Protest against the Bombing

Margaret mairead at mindspring.com
Sun Mar 28 03:47:20 PST 1999


Christine wrote:


>I can believe that people who didn't live near the camps didn't know about
>them.

Sorry, yes, i didn't mean to imply that my landlord was convinced that everyone was aware. I should have said "many Germans claimed that they hadn't known about the death camps, even if they'd lived quite close by, or had had dealings with them". It was claims like those that my landlord deprecated ('Well, yes, we did live 200m from the front door to the camp and had a hard time keeping the curtains clean from all the ash from the chimneys, but we had absolutely no idea that there was anything going on, we thought the folk inside were on holiday." Naja, red' mal weiter.).
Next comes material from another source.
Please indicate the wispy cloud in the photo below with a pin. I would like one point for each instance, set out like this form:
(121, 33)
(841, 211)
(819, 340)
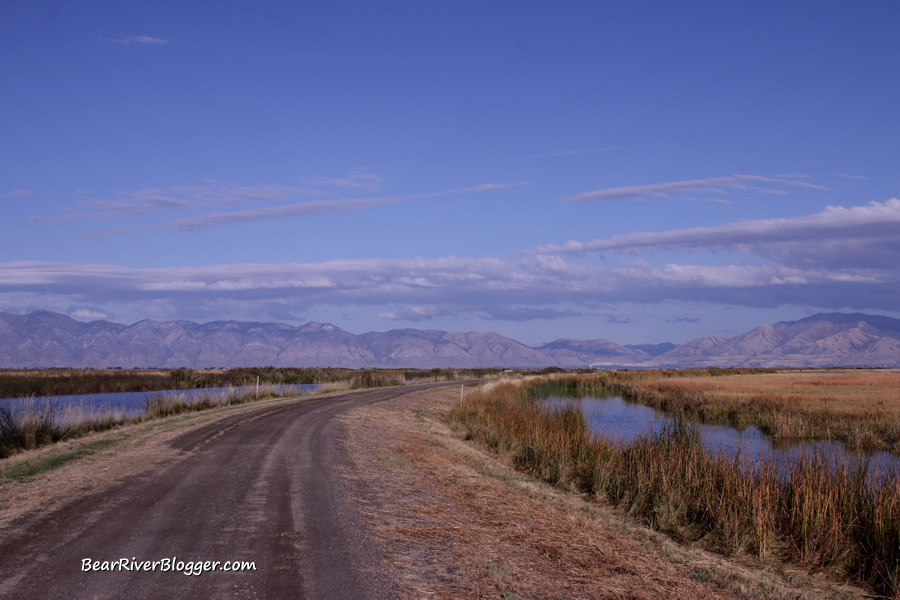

These were the days before Stanley Milgram's famous experiments knocked the props out from under self-righteous US beliefs about German national depravity. At the time, any German who admitted knowing anything at all was written off by Americans as no better than a war criminal who'd evaded the rope, so naturally nobody wanted to admit anything! (Sgt Schultz in Hogan's Heroes was a parody of that attitude).

In my landlord's view, your mum's experience of her teacher was terrifyingly, heartbreakingly common -- a jewish friend, neighbor, teacher, doctor, shopkeeper is suddenly 'disappeared', and it's implicitly clear to all what will happen if anyone questions or even mentions the disappearance.